Sunday, December 18, 2016
Word Is, Pottsgrove Students Have the Wright Stuff
Blogger's Note: The following was provided by the Pottsgrove School District.
A team of students representing Pottsgrove High School won high honors recently in this year's Word Wright Challenge, a national competition for high school students requiring close reading and analysis of many different kinds of prose and poetry.
Participating with 640 school teams from all across the country, the school's eleventh graders tied for fifteenth place in the nation in this year's first meet, held in October.
Pottsgrove students who achieved outstanding individual results in the meet included freshman Grace Kegel and David Rabinowitz; sophomores Arianne Colbert and Paul Sachs; juniors Charlie Walsh, Katelyn Zook and Karli Tellis; and senior Cassidy Robinson.

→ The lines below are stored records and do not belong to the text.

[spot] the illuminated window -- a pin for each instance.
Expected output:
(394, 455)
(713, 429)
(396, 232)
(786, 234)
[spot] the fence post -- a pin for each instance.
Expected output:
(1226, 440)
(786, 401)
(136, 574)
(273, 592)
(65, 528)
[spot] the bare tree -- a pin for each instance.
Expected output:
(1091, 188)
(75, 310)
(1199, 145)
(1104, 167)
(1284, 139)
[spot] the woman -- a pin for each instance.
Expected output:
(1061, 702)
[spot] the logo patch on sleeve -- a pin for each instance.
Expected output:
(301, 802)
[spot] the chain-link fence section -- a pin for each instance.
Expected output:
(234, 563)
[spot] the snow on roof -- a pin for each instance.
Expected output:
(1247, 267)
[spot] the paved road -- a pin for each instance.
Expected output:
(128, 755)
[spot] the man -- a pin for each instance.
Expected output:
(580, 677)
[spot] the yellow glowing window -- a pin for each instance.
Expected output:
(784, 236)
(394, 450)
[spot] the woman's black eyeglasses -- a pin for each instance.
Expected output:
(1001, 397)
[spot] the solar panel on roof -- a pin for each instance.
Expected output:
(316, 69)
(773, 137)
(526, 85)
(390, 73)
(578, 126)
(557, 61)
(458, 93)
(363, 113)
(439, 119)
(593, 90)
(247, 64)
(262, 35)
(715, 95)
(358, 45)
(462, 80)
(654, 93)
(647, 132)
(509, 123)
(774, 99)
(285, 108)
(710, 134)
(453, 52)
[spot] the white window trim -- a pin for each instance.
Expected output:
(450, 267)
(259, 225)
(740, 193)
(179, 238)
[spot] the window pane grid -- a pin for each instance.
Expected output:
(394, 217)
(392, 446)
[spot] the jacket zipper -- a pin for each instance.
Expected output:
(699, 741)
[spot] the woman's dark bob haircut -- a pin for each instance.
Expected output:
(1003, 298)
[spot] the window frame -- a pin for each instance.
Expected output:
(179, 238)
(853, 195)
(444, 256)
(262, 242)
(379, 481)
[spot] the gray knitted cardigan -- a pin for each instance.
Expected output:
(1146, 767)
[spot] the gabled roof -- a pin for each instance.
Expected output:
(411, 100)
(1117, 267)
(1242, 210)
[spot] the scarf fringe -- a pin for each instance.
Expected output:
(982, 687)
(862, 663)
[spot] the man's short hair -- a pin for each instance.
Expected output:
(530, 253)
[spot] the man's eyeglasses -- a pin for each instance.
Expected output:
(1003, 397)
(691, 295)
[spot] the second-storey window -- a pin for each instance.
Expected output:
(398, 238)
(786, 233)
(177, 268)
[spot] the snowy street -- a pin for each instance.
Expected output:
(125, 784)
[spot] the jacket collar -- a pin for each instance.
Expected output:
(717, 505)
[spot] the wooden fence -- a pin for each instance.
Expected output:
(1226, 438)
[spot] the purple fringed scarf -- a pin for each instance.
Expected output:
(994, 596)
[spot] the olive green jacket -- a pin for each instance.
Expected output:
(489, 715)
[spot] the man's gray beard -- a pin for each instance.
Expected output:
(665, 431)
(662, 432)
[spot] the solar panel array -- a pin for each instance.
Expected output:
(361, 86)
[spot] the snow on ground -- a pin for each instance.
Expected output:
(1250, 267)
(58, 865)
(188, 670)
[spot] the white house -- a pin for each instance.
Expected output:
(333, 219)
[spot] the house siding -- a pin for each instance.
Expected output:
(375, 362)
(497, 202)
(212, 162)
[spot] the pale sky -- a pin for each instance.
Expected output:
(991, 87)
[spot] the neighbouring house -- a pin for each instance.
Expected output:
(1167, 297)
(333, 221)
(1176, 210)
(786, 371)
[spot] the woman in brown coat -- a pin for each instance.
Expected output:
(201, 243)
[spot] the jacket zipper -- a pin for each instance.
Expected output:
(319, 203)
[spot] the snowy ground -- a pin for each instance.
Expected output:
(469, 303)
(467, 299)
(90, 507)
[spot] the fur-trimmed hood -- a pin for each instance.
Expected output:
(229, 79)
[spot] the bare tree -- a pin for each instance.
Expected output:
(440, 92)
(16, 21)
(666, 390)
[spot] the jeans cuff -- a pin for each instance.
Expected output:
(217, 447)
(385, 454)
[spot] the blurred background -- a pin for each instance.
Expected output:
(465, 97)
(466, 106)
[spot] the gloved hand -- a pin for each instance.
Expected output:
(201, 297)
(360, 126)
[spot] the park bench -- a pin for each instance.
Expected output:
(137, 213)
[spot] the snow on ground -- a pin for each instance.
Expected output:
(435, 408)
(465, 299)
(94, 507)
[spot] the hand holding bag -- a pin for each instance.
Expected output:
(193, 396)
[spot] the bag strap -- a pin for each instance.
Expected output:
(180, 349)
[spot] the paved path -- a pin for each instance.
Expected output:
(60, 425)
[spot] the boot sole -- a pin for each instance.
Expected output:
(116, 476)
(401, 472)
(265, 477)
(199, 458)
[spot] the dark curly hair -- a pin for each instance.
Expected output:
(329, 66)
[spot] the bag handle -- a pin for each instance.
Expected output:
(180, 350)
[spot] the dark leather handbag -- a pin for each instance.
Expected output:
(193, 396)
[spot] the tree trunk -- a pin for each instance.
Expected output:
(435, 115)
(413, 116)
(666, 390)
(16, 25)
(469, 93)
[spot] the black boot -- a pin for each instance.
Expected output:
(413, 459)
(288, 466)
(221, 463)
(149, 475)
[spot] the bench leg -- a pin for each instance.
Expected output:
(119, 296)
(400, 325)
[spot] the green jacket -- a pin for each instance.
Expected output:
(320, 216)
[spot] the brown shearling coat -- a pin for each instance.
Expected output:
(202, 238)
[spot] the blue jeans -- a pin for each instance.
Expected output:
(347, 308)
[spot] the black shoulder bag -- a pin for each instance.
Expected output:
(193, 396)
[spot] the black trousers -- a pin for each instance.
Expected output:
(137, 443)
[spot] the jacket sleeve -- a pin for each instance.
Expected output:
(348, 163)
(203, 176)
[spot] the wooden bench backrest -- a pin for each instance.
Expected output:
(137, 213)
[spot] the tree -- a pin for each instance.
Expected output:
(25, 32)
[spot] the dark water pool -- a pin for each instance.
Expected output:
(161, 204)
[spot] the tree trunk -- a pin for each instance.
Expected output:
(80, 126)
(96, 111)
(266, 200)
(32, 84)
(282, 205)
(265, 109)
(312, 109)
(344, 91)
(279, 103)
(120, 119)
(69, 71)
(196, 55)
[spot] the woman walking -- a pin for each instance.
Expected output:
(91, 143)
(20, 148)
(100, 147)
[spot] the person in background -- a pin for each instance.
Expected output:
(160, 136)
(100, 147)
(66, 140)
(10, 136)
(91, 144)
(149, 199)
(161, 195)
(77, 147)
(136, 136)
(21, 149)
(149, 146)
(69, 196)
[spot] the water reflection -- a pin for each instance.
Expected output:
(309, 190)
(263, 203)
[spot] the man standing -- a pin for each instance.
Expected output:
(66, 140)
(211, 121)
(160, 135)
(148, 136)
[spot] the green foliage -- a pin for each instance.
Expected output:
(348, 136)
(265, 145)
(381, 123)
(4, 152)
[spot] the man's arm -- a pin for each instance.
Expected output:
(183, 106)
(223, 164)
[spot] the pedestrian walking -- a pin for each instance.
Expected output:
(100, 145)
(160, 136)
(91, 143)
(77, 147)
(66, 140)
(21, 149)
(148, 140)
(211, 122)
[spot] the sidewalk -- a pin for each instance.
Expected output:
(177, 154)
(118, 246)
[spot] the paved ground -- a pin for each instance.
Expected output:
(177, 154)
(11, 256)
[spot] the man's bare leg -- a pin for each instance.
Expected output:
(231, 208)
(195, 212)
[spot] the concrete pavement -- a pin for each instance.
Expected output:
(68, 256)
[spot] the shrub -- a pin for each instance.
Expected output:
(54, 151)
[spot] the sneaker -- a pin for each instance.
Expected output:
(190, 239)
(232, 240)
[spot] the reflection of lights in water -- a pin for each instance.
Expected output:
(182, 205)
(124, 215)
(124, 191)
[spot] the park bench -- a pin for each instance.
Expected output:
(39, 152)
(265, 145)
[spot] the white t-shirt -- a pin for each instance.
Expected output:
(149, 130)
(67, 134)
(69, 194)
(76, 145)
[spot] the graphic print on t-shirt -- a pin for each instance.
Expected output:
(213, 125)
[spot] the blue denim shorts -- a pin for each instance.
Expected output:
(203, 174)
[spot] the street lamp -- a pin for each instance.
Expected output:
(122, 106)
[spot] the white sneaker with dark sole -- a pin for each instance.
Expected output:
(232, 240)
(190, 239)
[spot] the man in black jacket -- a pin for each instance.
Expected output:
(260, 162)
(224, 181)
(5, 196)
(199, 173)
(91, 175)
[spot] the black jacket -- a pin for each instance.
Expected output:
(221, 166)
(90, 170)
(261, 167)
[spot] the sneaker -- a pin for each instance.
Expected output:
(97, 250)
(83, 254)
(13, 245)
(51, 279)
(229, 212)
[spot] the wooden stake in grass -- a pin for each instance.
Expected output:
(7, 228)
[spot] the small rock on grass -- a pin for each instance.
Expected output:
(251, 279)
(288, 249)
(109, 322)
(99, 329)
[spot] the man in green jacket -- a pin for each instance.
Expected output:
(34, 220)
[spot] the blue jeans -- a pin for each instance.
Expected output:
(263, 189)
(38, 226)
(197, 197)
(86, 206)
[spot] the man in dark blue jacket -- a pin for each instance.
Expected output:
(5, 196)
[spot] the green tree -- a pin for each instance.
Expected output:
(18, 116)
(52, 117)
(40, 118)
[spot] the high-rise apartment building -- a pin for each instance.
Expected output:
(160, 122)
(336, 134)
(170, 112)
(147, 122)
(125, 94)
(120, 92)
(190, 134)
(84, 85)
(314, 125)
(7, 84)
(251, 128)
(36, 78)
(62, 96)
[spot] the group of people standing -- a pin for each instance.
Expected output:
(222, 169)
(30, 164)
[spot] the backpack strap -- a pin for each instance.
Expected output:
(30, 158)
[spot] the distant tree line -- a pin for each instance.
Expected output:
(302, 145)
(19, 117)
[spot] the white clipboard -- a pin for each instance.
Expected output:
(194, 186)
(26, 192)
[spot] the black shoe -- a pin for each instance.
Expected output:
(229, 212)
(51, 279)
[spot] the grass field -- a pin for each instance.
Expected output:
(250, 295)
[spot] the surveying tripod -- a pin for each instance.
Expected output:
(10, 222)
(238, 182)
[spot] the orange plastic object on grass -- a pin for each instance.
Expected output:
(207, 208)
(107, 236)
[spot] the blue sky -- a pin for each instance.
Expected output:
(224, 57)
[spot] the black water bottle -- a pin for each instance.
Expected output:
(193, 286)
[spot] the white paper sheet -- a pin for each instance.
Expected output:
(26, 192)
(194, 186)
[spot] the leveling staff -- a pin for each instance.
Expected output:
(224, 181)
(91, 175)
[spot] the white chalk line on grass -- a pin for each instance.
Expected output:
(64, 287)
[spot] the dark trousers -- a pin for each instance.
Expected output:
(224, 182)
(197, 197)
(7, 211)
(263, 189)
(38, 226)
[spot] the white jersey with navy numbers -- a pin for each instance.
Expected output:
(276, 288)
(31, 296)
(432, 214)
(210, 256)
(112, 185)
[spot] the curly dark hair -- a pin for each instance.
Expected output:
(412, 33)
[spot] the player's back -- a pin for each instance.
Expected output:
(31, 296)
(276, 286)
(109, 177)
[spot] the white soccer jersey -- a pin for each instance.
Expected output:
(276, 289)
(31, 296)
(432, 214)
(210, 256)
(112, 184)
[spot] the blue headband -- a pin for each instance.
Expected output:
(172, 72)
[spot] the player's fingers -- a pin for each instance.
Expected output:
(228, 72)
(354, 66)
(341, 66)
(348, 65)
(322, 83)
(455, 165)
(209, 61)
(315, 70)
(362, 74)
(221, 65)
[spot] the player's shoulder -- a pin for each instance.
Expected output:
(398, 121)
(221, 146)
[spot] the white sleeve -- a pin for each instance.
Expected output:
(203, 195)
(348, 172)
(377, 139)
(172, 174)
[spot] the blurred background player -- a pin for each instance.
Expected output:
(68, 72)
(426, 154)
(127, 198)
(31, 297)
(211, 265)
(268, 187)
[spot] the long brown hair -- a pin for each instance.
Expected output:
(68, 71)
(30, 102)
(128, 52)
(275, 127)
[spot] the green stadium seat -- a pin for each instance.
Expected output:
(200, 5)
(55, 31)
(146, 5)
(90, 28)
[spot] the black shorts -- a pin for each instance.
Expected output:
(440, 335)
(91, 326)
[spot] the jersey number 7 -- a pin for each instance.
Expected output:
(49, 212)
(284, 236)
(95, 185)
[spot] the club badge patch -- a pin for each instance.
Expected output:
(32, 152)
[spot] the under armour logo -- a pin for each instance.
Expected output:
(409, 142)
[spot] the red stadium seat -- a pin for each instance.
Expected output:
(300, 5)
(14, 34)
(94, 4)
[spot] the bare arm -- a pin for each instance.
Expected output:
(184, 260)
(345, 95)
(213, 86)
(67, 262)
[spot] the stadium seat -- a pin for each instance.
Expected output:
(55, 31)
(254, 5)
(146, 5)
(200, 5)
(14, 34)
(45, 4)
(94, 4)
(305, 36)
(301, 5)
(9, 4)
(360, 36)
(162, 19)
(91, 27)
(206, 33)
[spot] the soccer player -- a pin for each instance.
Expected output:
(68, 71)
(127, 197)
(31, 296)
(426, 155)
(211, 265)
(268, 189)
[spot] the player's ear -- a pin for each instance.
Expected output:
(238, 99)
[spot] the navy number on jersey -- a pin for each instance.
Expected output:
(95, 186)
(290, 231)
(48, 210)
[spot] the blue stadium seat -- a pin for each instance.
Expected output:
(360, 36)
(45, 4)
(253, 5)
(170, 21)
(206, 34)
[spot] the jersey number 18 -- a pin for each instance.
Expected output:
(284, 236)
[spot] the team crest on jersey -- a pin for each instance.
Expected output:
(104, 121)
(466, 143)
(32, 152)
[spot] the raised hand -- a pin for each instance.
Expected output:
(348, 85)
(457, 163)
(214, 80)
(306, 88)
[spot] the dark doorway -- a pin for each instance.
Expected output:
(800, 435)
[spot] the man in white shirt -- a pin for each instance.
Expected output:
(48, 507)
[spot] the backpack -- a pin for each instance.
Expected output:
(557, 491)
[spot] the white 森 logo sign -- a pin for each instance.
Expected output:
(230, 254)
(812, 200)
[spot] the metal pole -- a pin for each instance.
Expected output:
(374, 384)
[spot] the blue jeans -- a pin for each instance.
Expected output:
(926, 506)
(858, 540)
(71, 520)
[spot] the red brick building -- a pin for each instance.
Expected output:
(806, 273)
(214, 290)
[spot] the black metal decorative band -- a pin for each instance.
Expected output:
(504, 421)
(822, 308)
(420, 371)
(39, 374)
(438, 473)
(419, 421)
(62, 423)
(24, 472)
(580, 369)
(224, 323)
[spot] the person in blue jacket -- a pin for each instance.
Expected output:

The Pottsgrove students were supervised by Todd Kelly.
More than 64,000 students from 48 states participated in the meet.
The premise behind the WordWright Challenge is that attentive reading and sensitivity to language are among the most important skills students acquire in school.
The texts students must analyze for the challenge can range from short fiction by Eudora Welty or John Steinbeck, to poetry as old as Shakespeare's or as recent as Margaret Atwoods; to essays as classic as E. White's or as current as an Atlantic opinion piece by James Parker.
Though the texts vary widely in voice, subject, tone and length, they have one thing in common style.
All use language skillfully to convey layers and shades of meaning not always apparent to students on a first or casual reading. Like the verbal questions on the SAT, the questions posed by the WordWright Challenge ask students both to recognize the emotional and/or rational logic of a piece of writing and to notice the ways in which a writer's style shapes and shades his meaning.
Because the WordWright Challenge is a classroom activity and not a college-entrance exam, however, it can be a learning experience, not just a high hurdle.
After completing a challenge, classes are encouraged to talk about the texts and the answers to the multiple-choice questions, and are also given additional topics for open-ended discussion and/.or written responses.
The texts for the second WordWright meet this year were an excerpt from Joseph Conrad's "Lord Jim" for 9th and 10th graders, and an essay for Joan Didion for 11th and 12th graders.
The students will participate in three more meets over the coming months, and medals and certificates will be awarded in June to those who achieve and/or progress the most in the course of the year.